Server side pdf generation from html
I want to generate PDF documents from HTML on the server. Is that so much to ask? There are a few strategies to do this, but I found them all to be laking one way or another. Any tool that isn't using a robust rendering engine is right out. They just can't handle the complexity of the HTML that I'm working with. Ok, so we need to use a real browser. The closest thing was probably khtml2png, but it's more of a cool hack than a useable tool (page size and length are actually important).

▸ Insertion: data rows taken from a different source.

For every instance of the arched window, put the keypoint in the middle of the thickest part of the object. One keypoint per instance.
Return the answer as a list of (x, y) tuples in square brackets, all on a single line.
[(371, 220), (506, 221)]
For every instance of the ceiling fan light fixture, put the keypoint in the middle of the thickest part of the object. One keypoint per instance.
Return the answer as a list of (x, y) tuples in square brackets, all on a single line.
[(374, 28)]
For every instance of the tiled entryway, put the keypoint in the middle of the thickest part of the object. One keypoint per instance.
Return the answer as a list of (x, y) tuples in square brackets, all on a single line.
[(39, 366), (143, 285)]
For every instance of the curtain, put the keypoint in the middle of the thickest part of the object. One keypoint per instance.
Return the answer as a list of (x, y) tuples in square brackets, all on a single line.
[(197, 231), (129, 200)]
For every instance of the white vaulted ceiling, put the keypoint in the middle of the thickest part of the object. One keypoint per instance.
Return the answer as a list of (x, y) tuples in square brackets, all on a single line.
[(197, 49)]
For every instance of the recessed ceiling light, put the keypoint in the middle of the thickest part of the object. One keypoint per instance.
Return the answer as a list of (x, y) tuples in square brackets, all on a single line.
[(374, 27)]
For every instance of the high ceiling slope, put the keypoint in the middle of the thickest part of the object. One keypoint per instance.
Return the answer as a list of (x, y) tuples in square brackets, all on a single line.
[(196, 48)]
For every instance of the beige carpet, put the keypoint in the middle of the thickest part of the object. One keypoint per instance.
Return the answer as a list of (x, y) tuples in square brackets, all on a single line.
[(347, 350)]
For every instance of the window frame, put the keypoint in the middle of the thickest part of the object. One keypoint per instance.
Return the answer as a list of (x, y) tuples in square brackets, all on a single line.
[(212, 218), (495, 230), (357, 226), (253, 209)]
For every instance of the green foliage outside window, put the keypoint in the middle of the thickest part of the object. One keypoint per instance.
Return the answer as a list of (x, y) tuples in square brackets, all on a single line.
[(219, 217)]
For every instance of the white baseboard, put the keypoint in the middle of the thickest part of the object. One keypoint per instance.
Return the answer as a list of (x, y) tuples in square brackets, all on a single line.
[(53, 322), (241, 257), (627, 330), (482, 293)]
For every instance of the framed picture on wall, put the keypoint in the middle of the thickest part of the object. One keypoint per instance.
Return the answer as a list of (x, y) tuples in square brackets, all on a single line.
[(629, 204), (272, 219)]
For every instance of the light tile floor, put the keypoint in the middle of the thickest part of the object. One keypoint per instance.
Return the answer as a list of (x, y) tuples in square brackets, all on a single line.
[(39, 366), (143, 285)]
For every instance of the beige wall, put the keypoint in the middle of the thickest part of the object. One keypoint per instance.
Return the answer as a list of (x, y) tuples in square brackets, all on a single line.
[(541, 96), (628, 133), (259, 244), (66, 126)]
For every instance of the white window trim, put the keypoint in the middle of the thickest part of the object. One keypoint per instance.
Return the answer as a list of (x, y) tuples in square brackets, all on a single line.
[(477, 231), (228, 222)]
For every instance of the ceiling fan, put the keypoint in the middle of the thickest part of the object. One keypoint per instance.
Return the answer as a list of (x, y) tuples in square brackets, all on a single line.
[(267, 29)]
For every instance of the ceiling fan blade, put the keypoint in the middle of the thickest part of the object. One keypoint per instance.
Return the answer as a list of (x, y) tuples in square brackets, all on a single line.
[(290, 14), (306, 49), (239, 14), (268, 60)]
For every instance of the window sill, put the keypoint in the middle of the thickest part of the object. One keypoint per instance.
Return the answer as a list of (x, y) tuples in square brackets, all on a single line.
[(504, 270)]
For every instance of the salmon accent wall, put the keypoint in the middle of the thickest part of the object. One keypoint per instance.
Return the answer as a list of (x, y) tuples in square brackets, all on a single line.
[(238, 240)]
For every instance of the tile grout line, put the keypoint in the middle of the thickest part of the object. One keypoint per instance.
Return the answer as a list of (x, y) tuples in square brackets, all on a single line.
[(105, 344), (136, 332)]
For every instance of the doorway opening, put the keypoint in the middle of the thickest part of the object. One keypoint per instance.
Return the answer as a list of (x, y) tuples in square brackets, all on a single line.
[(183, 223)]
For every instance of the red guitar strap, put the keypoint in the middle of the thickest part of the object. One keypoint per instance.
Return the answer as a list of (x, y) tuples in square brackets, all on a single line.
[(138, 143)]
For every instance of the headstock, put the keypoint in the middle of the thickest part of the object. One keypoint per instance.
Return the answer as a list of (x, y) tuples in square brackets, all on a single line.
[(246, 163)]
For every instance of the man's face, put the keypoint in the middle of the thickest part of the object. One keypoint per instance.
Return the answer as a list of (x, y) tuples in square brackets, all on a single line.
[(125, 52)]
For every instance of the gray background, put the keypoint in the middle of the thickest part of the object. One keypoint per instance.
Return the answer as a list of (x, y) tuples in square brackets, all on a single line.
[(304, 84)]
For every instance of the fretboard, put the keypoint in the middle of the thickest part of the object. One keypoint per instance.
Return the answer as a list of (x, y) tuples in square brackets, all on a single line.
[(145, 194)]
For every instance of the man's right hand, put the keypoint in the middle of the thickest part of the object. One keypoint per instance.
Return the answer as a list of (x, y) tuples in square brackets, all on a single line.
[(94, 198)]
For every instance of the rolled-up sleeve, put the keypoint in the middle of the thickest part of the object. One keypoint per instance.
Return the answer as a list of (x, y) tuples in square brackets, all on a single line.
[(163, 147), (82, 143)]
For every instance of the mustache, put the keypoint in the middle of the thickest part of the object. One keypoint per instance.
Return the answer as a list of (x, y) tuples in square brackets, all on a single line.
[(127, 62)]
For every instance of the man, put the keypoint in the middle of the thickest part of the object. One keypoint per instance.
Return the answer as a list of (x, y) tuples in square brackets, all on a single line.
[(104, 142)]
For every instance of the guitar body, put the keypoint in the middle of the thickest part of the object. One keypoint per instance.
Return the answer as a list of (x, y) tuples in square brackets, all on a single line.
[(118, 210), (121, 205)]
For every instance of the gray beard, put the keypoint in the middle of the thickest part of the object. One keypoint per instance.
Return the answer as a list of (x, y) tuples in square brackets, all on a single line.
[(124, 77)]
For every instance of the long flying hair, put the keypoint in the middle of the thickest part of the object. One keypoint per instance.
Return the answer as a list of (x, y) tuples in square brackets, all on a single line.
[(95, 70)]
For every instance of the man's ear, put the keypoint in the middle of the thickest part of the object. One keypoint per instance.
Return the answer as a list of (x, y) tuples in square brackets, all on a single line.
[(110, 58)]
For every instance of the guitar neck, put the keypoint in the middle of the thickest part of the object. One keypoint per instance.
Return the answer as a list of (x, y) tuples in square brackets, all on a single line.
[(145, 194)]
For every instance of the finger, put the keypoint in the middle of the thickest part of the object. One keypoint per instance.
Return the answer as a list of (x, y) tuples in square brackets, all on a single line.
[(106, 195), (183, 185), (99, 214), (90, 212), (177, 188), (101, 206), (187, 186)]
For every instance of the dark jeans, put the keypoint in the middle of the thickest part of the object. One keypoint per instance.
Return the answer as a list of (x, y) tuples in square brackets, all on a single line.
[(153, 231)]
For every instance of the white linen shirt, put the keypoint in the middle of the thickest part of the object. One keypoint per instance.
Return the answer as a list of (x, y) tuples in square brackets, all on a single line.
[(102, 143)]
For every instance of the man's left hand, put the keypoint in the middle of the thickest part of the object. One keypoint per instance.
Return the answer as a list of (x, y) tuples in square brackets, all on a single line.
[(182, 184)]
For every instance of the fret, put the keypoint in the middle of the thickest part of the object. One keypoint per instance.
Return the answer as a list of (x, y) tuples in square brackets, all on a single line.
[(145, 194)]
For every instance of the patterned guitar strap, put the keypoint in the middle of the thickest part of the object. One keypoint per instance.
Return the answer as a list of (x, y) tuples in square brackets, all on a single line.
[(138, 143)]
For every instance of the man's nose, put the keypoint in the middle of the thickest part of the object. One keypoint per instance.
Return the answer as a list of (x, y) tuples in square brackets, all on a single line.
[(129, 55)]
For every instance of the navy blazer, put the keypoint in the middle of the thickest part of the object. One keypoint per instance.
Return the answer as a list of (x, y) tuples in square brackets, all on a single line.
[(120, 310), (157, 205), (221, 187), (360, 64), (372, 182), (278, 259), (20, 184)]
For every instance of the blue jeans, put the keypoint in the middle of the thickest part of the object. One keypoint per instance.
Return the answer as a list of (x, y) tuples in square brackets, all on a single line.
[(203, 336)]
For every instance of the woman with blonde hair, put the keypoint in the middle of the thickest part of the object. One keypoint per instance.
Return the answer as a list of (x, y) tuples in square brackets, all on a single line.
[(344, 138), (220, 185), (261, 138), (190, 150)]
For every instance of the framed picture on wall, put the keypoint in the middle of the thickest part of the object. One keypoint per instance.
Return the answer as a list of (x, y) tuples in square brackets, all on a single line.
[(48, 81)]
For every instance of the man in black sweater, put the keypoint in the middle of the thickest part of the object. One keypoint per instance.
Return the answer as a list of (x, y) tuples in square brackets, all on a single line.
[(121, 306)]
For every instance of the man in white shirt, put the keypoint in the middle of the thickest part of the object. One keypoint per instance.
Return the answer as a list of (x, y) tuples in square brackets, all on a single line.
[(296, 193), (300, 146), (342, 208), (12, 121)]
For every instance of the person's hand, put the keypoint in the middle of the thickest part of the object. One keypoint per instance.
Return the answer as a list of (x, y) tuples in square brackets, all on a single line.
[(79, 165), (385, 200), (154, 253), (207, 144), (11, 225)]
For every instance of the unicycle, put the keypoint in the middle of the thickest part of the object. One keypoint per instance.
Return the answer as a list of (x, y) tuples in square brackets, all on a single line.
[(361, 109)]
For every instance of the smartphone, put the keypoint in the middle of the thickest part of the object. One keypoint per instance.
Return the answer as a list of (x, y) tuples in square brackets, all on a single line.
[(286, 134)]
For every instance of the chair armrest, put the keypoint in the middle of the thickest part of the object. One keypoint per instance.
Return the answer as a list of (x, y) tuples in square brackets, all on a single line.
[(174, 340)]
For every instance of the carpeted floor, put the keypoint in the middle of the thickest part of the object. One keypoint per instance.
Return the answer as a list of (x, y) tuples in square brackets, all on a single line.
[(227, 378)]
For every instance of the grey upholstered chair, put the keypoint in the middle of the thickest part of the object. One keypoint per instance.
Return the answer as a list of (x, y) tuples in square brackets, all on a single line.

Firefox has supported printing to postscript files for as long as I can remember. Exploiting this functionality seemed like the path of least resistance. And now that Firefox 3 has the ability to print to pdf natively I thought I would give it another shot.
The only real question was how to interface nicely with Firefox. This weekend I found my solution: JSSh.
JSSh is a javascript shell server for mozilla. Basically it allows you to remotely control a mozilla session. Pretty cool. Using this along with a few tweaks to a Firefox profile gets me pretty close to a decent solution. So let me walk you through exactly what I did.
I'm running a Linux server without X. Since Firefox needs some graphical environment to run in, I'm using Xvfb. I would suggest trying this first on a machine running X so you can see whats happening.
The first step is to build Firefox with support for jssh. The is a plugin but it isn't compatible with FF3 and it didn't work for me in FF2. So lets build it from source. Get the latest Firefox source tarball from here ftp://ftp.mozilla.org/pub/mozilla.org/firefox/releases/. As of writing it is 3.0b5. After extracting the tarball you will need to create a .mozconfig file in the new mozilla directory. My .mozconfig looks like this (hopefully it will work for you:)
. $topsrcdir/browser/config/mozconfig
mk_add_options MOZ_OBJDIR=@TOPSRCDIR@/fx-jssh
mk_add_options MOZ_CO_PROJECT=browser,xulrunner
ac_add_options --enable-extensions=default,jssh,webservices
ac_add_options --enable-debug --disable-optimize
ac_add_options --enable-default-toolkit=cairo-gtk2
mk_add_options MOZ_MAKE_FLAGS=-j3
Make sure you have all the required dependencies installed. Alright, lets build it. In the mozilla directory:
$ make -f client.mk build
Time to give our newly build FF a try. (Don't do this if you're running a headless environment)
$ cd fx-jssh/dist/bin;
$ ./firefox -jssh -P -no-remote
This will start up Firefox and prompt you to create a new profile. If you have multiple versions of Firefox on the same machine, you will want different profiles for each of them. You can then specify which profile to use after the '-P' flag. I created a profile named jssh. In my profile's directory (~/.mozilla/firefox/jssh), I created a user.js:
user_pref("print.always_print_silent", true);
user_pref("print.print_bgcolor", true);
user_pref("print.print_bgimages", true);
user_pref("print.print_shrink_to_fit", false);
user_pref("print.print_to_file", true);
user_pref("print.print_to_filename", "/tmp/mozilla.pdf");
user_pref("browser.startup.homepage", "about:blank");
user_pref("browser.sessionstore.resume_from_crash", false);
This will cause Firefox to always print to /tmp/mozilla.pdf without going through the normal print dialogs. These settings work well for what I'm using this for, but I would suggest playing around with these and other settings to get something that will work well for you.
Alright, lets telnet in. The default is for jssh to listen on port 9997.
$ telnet localhost 9997
Trying 127.0.0.1...
Connected to localhost.
Escape character is '^]'.
Welcome to the Mozilla JavaScript Shell!
And to print our first pdf:
> var w0 = getWindows()[0];
> var browser = w0.getBrowser();
> browser.loadURI("http://google.com")
> var window = browser.contentWindow;
> window.print();
If all goes well you should have a new pdf at /tmp/mozilla.pdf.
JSSh seems to be fairly powerful. I wonder what other interesting things you could do with it.